A year defined by large fluctuations
Of the 14 difficulty adjustments made through 2026, 8 were negative and 6 were positive. The average adjusted value was -0.87%, while the average absolute value was 5.30%. This difference indicates a violent back-and-forth movement hidden behind the seemingly calm average value. Difficulties that occurred before the first correction on January 8 caused the network to decline approximately 14.22%. The July 11 measurement is the third lowest of the year, after June 13 at 124.93 trillion and February 7 at 125.86 trillion.
Hashrate falls towards 2026 range
7 day average hash rate via hashrateindex.com was around 908 EH/s on July 11, down about 14.8% from the January 1 level of about 1,065 EH/s. This figure is about 21.3% below the one-year peak of 1,154EH/s recorded in October 2025, and only 3.3% above the 2026 low of 879EH/s recorded in early February.
The recent decline occurred quickly. hash rate On July 1st, it was around 986 EH/s, but by July 11th it had dropped to about 908 EH/s, a decline of about 7.9% in 10 days. This setback slowed block production, which was directly reflected in a 5% reduction in difficulty.
Although hash price rises, large discounts continue
Hashprice, the revenue miners are expected to earn per petahash per second, closed at around $31.1 on July 11th.

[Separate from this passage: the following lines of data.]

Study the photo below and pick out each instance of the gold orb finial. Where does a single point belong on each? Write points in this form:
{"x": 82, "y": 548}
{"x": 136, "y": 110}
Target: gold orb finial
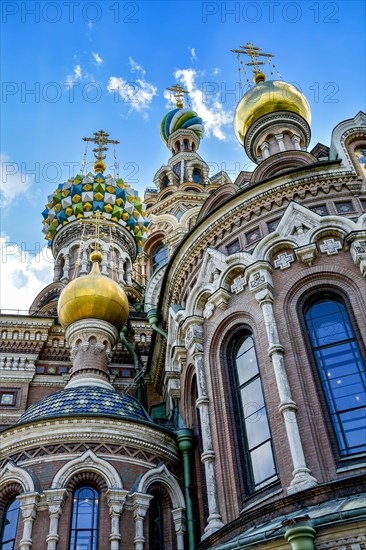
{"x": 99, "y": 166}
{"x": 96, "y": 257}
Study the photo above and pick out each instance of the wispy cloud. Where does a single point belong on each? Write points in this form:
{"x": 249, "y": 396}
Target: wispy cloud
{"x": 98, "y": 60}
{"x": 208, "y": 106}
{"x": 23, "y": 276}
{"x": 137, "y": 93}
{"x": 77, "y": 75}
{"x": 192, "y": 51}
{"x": 135, "y": 67}
{"x": 13, "y": 182}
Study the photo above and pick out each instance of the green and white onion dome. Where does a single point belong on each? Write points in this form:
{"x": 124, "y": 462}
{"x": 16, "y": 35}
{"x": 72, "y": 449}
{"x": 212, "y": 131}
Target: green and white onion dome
{"x": 179, "y": 119}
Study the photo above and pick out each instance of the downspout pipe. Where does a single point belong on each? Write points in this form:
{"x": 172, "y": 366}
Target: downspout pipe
{"x": 153, "y": 319}
{"x": 185, "y": 439}
{"x": 132, "y": 352}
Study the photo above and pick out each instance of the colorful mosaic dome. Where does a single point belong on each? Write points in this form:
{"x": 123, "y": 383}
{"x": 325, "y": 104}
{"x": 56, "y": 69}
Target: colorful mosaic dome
{"x": 181, "y": 118}
{"x": 86, "y": 401}
{"x": 83, "y": 196}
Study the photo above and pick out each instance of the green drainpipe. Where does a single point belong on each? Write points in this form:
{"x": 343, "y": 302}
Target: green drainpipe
{"x": 300, "y": 537}
{"x": 131, "y": 351}
{"x": 185, "y": 443}
{"x": 153, "y": 318}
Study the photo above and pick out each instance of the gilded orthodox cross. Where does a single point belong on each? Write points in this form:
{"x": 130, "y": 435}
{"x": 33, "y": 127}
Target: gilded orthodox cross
{"x": 179, "y": 93}
{"x": 100, "y": 139}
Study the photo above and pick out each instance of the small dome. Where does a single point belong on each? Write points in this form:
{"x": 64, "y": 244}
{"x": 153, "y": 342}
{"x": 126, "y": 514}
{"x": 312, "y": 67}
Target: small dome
{"x": 86, "y": 401}
{"x": 93, "y": 296}
{"x": 83, "y": 196}
{"x": 268, "y": 97}
{"x": 181, "y": 118}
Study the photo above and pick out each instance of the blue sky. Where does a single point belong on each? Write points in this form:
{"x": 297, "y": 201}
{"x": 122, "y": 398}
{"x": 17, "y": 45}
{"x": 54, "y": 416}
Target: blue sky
{"x": 88, "y": 62}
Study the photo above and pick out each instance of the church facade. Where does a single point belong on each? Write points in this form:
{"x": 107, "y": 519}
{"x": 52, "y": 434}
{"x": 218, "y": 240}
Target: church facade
{"x": 194, "y": 376}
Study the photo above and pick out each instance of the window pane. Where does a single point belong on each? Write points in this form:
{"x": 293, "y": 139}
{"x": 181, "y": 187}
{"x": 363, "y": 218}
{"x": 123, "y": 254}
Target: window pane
{"x": 262, "y": 462}
{"x": 354, "y": 426}
{"x": 257, "y": 428}
{"x": 252, "y": 397}
{"x": 341, "y": 371}
{"x": 10, "y": 523}
{"x": 246, "y": 361}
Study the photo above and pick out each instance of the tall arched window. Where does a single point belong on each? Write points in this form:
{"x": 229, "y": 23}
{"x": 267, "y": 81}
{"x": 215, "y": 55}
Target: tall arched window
{"x": 84, "y": 520}
{"x": 156, "y": 525}
{"x": 197, "y": 175}
{"x": 9, "y": 525}
{"x": 159, "y": 256}
{"x": 254, "y": 427}
{"x": 341, "y": 370}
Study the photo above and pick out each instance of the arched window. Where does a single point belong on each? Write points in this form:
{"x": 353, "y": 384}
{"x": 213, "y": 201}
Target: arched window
{"x": 255, "y": 434}
{"x": 156, "y": 525}
{"x": 9, "y": 525}
{"x": 197, "y": 175}
{"x": 159, "y": 256}
{"x": 84, "y": 519}
{"x": 341, "y": 369}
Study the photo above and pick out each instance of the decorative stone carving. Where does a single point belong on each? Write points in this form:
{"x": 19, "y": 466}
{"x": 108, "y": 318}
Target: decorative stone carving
{"x": 330, "y": 246}
{"x": 307, "y": 254}
{"x": 238, "y": 284}
{"x": 284, "y": 260}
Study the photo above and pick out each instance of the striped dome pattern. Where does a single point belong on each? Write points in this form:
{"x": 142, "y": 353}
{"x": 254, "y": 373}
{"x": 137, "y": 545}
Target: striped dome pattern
{"x": 86, "y": 401}
{"x": 83, "y": 196}
{"x": 181, "y": 118}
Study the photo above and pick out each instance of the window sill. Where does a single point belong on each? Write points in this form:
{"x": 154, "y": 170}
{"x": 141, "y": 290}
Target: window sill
{"x": 257, "y": 501}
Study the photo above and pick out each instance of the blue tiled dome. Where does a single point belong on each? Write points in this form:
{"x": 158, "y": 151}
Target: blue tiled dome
{"x": 86, "y": 401}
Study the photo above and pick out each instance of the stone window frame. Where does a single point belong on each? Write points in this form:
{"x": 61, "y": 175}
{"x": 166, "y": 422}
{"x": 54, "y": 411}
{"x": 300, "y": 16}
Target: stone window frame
{"x": 310, "y": 295}
{"x": 16, "y": 397}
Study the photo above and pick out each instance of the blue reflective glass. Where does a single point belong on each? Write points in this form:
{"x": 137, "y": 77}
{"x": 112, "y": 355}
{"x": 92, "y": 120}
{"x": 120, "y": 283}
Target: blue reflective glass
{"x": 84, "y": 524}
{"x": 342, "y": 372}
{"x": 256, "y": 433}
{"x": 9, "y": 525}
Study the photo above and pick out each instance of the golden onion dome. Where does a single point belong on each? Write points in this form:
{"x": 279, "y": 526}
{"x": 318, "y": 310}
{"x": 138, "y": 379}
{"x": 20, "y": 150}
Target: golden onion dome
{"x": 93, "y": 296}
{"x": 268, "y": 97}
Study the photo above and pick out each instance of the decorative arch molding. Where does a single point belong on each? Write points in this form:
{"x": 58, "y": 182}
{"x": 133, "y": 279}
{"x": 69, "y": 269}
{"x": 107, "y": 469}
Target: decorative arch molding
{"x": 281, "y": 163}
{"x": 162, "y": 476}
{"x": 11, "y": 473}
{"x": 341, "y": 136}
{"x": 218, "y": 197}
{"x": 48, "y": 295}
{"x": 88, "y": 461}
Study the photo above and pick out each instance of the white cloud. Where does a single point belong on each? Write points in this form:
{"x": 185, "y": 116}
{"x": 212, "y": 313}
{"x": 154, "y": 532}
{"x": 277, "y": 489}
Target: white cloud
{"x": 97, "y": 58}
{"x": 23, "y": 275}
{"x": 138, "y": 93}
{"x": 77, "y": 74}
{"x": 12, "y": 181}
{"x": 207, "y": 105}
{"x": 192, "y": 51}
{"x": 135, "y": 67}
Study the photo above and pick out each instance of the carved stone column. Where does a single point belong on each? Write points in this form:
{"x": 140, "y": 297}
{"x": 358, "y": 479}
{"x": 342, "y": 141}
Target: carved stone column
{"x": 260, "y": 283}
{"x": 141, "y": 504}
{"x": 28, "y": 507}
{"x": 179, "y": 526}
{"x": 65, "y": 276}
{"x": 194, "y": 345}
{"x": 55, "y": 499}
{"x": 115, "y": 500}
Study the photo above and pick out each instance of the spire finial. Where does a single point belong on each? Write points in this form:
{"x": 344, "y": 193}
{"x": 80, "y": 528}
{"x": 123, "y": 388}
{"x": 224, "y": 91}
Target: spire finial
{"x": 179, "y": 92}
{"x": 253, "y": 52}
{"x": 100, "y": 139}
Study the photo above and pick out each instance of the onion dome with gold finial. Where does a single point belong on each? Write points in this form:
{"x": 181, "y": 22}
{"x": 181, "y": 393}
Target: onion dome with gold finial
{"x": 93, "y": 296}
{"x": 180, "y": 118}
{"x": 266, "y": 97}
{"x": 84, "y": 195}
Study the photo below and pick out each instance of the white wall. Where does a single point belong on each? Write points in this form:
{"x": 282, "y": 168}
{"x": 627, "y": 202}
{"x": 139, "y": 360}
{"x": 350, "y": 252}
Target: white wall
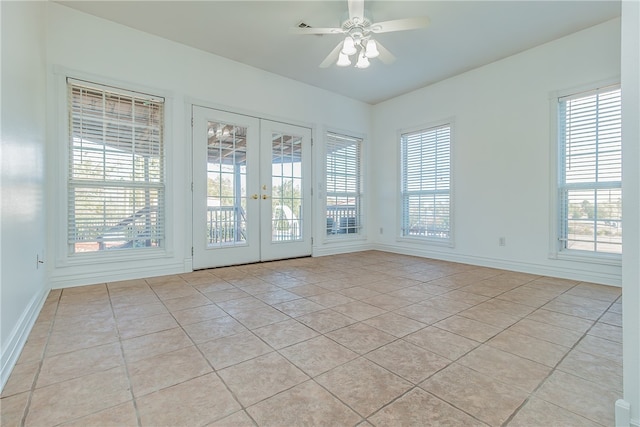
{"x": 501, "y": 153}
{"x": 86, "y": 44}
{"x": 631, "y": 213}
{"x": 23, "y": 285}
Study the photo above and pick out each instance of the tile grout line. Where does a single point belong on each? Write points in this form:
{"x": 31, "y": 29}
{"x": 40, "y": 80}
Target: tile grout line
{"x": 555, "y": 367}
{"x": 233, "y": 395}
{"x": 124, "y": 360}
{"x": 41, "y": 361}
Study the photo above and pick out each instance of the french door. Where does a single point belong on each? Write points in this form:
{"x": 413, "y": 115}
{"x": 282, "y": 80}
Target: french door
{"x": 251, "y": 189}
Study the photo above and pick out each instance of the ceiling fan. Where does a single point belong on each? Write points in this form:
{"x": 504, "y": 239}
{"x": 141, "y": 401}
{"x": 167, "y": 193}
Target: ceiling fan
{"x": 359, "y": 29}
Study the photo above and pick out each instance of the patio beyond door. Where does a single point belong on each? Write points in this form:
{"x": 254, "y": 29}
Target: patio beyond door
{"x": 251, "y": 189}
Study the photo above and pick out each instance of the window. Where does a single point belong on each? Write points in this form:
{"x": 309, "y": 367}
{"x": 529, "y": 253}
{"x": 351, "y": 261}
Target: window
{"x": 116, "y": 169}
{"x": 590, "y": 172}
{"x": 344, "y": 195}
{"x": 426, "y": 184}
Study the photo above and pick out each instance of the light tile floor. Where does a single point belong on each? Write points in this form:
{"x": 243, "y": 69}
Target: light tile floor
{"x": 360, "y": 339}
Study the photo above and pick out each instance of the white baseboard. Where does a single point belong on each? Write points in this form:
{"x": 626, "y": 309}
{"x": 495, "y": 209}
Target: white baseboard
{"x": 341, "y": 248}
{"x": 524, "y": 267}
{"x": 94, "y": 277}
{"x": 19, "y": 335}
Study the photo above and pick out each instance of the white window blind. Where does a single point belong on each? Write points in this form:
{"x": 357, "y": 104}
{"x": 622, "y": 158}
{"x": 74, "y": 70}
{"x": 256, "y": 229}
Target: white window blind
{"x": 116, "y": 169}
{"x": 343, "y": 184}
{"x": 590, "y": 172}
{"x": 426, "y": 183}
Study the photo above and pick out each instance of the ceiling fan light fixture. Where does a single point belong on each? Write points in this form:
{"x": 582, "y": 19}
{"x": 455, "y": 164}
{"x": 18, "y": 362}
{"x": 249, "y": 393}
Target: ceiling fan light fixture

While this represents a recovery of about 12.5% from the $27.6 level seen around July 1, the index remains down about 16.4% since January 1 and about 37.2% below the one-year high of $49.4 recorded in late October 2025. $27.2 appeared in early June.
Relationship between difficulty, hash rate, and hash price
Difficulty is a measure of delay. don’t track hash rate Directly, but it reacts to how fast the previous 2,016 blocks were mined. when hash rate falling, blocking will be slower and the difficulty will be lowered with the next adjustment. Lower difficulty increases the expected return for each unit of hashing power you run, potentially increasing the hash price if: BitcoinThe price and fee income are stable.
The period from June to July shows that the mechanism is at work. Hash price bottomed out around $27.2 in early June. On June 13th, the difficulty level decreased by 10.09%. The hashrate has since returned, and on June 26th, the difficulty increased by 7.15%. The hashrate weakened again, with difficulty dropping another 5% on July 11th and the hashprice ended the period at $31.1.
All three indicators follow a pattern of peaks becoming lower in 2026. The difficulty level peaked at 146.47 trillion on January 8, but has not reached that level since then, peaking at 138.97 trillion in April and around 133.87 trillion in June. Hash price peaked at $49.4 in October 2025, followed by $41.8 in January and $39 in May. The hashrate peaked at 1,154 EH/s in October 2025, 1,087 EH/s in late February, and has struggled to maintain 1,000 EH/s since then.
What it means for miners and traders
Each recovery in hashrate and hashprice is below the previous recovery. Although the difficulty reduction softened the blow for miners still operating, it was not enough to bring hash prices back to previous levels. For traders, this pattern suggests that the mining sector is adapting to narrower margins rather than one sustained decline. Effective computing power repeatedly returned to the range of approximately 880 to 910 EH/s before rebounding, but it remains unclear whether that range represents a durable lower bound or if it stops on the way below.